Internet Web sites are circulating round the globe, with millions of eyeballs intently pegged on to them, brimming with exact figures, running to hundreds of thousands of crores of rupees, made by each of the incumbents, identified by name, in the highest reaches of the Central and State Governments, in the various high voltage scandals. They are not from sources who want to remain anonymous: They flaunt their names and dare those targeted by them to take them to courts.

Mr Subramanian Swamy alone has been putting out in public meeting/statement after public meeting/statement the names and amounts involved, and even keeping the nation in suspense about more to come.

For those convinced that the nation is wallowing in corruption and black money, the sky is the limit. State any figure - however astronomical - and, in their view, it is bound to be right.

MAGNANIMOUS RECOGNITION

Members of Team Anna, with Arvind Kejriwal being the most vitriolic, for their part, have also been for some time trotting out names of 14 Ministers, including the Prime Minister, whom they have been castigating as corrupt. They have been exhibiting the photographs of their faces at the venues of their campaign. The new President, Mr Pranab Mukherjee, is one of them, but they have covered his face with a cloth, reportedly in magnanimous recognition of the immunity he enjoys during his tenure as President!

To the extent possible, and summoning such experience as I have of public affairs (as also my having been a trial magistrate in the early part of my career), I have tried to figure out the basis of the charges the graft fighters have let fly in all directions. As per my layman’s judgment, they seem nothing more than perfunctorily drawn inferences, from inconclusive, if not meagre, documentation or substantiation, leave alone solid proof.
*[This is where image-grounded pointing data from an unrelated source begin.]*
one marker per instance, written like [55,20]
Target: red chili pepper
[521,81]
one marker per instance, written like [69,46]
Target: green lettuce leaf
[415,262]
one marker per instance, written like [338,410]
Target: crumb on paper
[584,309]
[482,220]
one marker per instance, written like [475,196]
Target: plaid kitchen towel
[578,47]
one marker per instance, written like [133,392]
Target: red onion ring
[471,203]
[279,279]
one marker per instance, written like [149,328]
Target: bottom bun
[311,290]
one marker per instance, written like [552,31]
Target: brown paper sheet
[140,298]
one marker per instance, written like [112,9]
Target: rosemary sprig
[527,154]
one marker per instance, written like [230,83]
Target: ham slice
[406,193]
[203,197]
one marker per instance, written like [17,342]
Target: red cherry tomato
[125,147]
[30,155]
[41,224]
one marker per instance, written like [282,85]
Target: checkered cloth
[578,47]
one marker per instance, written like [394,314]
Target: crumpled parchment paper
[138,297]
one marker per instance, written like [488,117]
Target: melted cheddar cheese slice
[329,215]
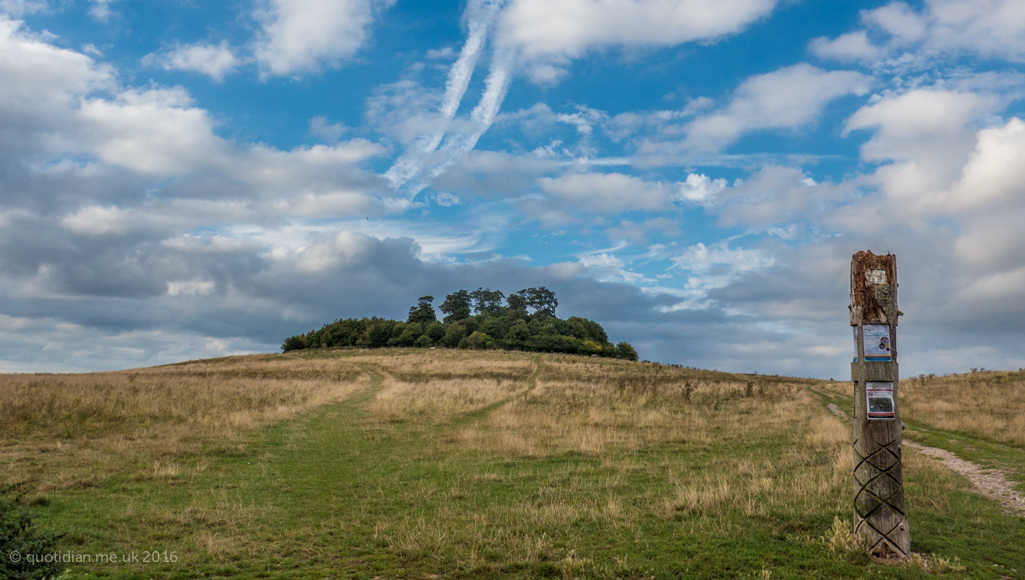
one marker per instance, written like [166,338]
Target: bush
[479,341]
[293,343]
[626,351]
[17,534]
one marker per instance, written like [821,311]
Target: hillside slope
[442,463]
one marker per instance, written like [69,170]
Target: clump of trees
[480,319]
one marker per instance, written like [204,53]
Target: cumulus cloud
[700,189]
[212,60]
[776,195]
[301,36]
[605,193]
[788,98]
[992,29]
[551,33]
[18,7]
[852,46]
[929,135]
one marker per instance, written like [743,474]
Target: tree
[423,312]
[456,305]
[541,299]
[293,343]
[487,300]
[626,351]
[519,331]
[479,341]
[454,334]
[436,331]
[517,301]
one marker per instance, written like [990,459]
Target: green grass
[336,494]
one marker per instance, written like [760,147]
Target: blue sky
[182,179]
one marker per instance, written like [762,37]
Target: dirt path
[990,483]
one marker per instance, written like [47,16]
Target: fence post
[879,515]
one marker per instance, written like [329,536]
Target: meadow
[416,463]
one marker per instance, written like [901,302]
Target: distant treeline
[481,319]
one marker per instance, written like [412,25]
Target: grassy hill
[414,463]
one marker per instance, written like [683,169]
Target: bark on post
[879,515]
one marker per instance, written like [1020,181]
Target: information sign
[879,399]
[876,338]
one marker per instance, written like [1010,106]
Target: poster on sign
[879,399]
[876,337]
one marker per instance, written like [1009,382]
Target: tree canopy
[475,320]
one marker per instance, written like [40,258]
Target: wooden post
[879,516]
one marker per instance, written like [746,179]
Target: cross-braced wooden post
[879,516]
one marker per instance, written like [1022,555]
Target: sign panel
[876,338]
[879,399]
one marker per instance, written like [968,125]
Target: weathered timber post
[879,518]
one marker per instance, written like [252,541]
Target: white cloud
[300,36]
[776,195]
[700,189]
[852,46]
[605,193]
[42,83]
[100,10]
[941,28]
[213,60]
[928,132]
[787,98]
[154,131]
[190,287]
[18,7]
[567,29]
[608,267]
[994,176]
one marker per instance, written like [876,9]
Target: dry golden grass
[67,430]
[987,404]
[484,461]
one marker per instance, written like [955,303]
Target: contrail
[481,15]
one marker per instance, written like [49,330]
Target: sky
[183,179]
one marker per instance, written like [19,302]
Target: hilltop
[477,321]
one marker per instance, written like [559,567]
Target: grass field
[414,463]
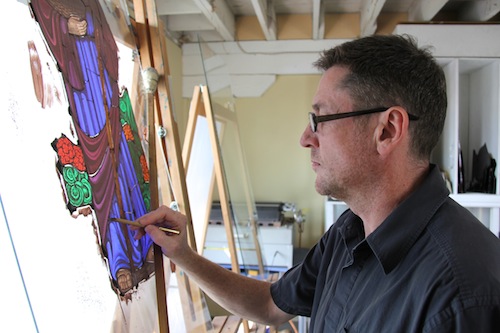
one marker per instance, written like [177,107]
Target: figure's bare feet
[124,279]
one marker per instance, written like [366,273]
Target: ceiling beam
[264,9]
[370,10]
[480,10]
[170,7]
[220,16]
[318,19]
[425,10]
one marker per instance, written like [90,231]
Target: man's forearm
[243,296]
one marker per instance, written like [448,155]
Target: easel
[168,169]
[201,106]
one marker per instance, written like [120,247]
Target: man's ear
[391,129]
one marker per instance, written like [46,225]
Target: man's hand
[172,245]
[77,26]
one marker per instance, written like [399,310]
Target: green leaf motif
[78,187]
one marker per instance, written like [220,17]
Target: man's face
[339,148]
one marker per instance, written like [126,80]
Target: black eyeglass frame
[314,120]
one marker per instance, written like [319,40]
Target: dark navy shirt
[431,266]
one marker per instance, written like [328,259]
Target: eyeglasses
[314,120]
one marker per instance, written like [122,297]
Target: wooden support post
[152,48]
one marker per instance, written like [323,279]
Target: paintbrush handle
[137,224]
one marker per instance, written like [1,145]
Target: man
[405,257]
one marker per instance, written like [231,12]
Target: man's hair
[390,71]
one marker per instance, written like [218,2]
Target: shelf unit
[473,119]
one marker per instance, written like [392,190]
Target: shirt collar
[392,240]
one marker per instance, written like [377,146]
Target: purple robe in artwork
[89,66]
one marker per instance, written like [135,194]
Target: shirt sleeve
[294,291]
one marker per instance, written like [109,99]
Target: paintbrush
[137,224]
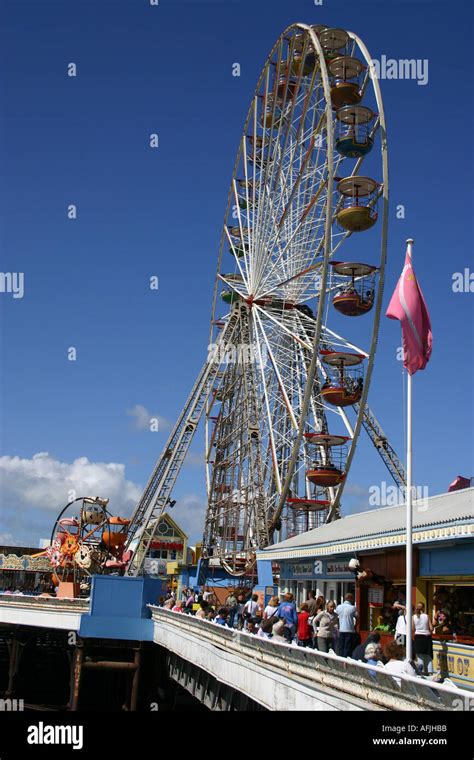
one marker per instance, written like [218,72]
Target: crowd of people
[317,623]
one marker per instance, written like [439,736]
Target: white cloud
[143,418]
[46,483]
[6,539]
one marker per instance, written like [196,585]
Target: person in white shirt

God - and almost everyone coming into contact with public functionaries in India - knows that with the steep fall in adherence to values, and in standards of private and public conduct, made worse by the rapid depletion of role models, venality has become a way of life. There is indeed no longer any sense of shame attached to being arrested or prosecuted. Far from being ostracised, the accused are welcomed with mammoth receptions when they come out of jail on bail.

CHARACTER ASSASSINATION

These tendencies should be fought, not by a McCarthian witch-hunt or Goebbelsian propaganda, but by a sober, responsible and thorough examination, fact by fact, document by document, of the information coming into the graft-fighters’ knowledge and possession. Tom-toming them in public, before undertaking such a painstaking effort, is hardly distinguishable from character-assassination; it also has the effect of tarnishing India’s reputation in the eyes of the world.

I strongly urge Team Anna to entrust the material they have raising doubts about the integrity of any high level public functionary for scrutiny by a group of two or three independent and eminent persons of impeccable credentials - such as the former Chief Justice J. S. Verma, the former Central Vigilance Commissioner, Mr N. Vittal and the former Chief Election Commissioner, Mr J. M. Lyngdoh - and go public only after they give their finding.

The Opposition should also be circumspect about looking upon the charges of the graft fighters as grist to its anti-Government mill. They are as likely to turn against it as against anybody else! It should be wise enough to tell itself: Ask not for whom the bell tolls: It tolls for thee!